To keep up with China, Japan, South Korea and the litany of other countries whose tech-savvy students are leapfrogging ours and making 😛 faces as they bound over us, we need to first understand it ourselves. Instead of making penmanship a requirement, we should be making Digital Literacy a requirement. We’ve been taking for granted that today’s students innately know that the technology used to show this content and the content linked to here displayed is a combination of HTML – Markup Languages – in conjunction with CSS – Cascading Style Sheets – javascript, PHP and other bits of technology used to tell the web browsers how this content should be displayed. It’s the stuff that binds the world together. Nowadays, websites (unlike Indiana) use what is called responsive design to make sure that this content fits to your viewing device be it a laptop, cell phone or tablet. This shouldn’t be taken for granted. How can we take for granted that they know this. We already know most of their parents, the ones making rules in the home and in Indy, don’t know these things.
For example: that email you wrote this morning where you bolded the phrase you wanted to make sure your boss read: it used the same HTML codes as the web page. And when you went to Microsoft Word to make a list of things that need to get done for the week, it used the same HTML codes to display it just so. You use it and most of you outside of the design / development / tech world don’t even know it.

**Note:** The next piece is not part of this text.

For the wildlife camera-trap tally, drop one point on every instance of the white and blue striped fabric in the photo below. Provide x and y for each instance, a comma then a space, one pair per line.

Learning such skills helps kids understand how to emphasize their messages, structure their works & systemize their thought process – skills that State Senator Leising would appreciate.
Learning HTML & CSS isn’t that tough
It’s like learning another vocabulary. We learned multiplication tables through 10; that was 100 pieces of information. We learned the alphabet; that’s 26. The state is fighting to decide whether or not students should be able to write those letter & numbers in poor man’s calligraphy.
While we’re at it…
We should be making the following required:
- Basic search engine commands: I had to learn the Dewey decimal system.
- Basic programming expressions
- Fundamental analytics
Here’s an article I wrote on where one can find where to learn these digital skills for free.
Conclusion: If we’re going to make any new requirements in education…
….we should be focusing on how to teach our kids to be better than us instead passing down what gets us through the nights. And we should be making sure that everything they learn is critical to their success. We’re not atop the mountain looking down at everyone anymore. We’re climbing all over again. We need to equip them with what will get them through their tomorrows, for their tomorrows will be tougher than we’ve experienced – and it’s our apathy that caused this.
No one said that the schools should stop teach cursive writing. No one said that cursive writing was evil or should be banned – though given my diagnosed small motor coordination issues as a youth I would get nauseous during the D’Nealian classes that I felt it was the devil himself who devised the loopy writing. What I’m trying to say is that kids should get the most out of their education as possible. If we’re going to make anything else required, make it digital literacy. Everyone’s future depends on it.
PS
This content was created without the help of cursive writing.
daltonsbriefs says
Makes no sense to me, I haven’t written in cursive in 30+ years. There is no professional application other than something to teach instead of reading and math.
natfinn says
State Senator Leising would point out that the Constitution is written in cursive as is probably your signature. But it should be treated as a tool for scholarly research and for the rest who will get by with digital translations – not like cursive is THAT impossible to read – then let’s make a better use of time. Seriously…Pandolfini’s rule of chess: make every move have a purpose. This bingo sheet education is getting us killed and they want me to bring kids into this?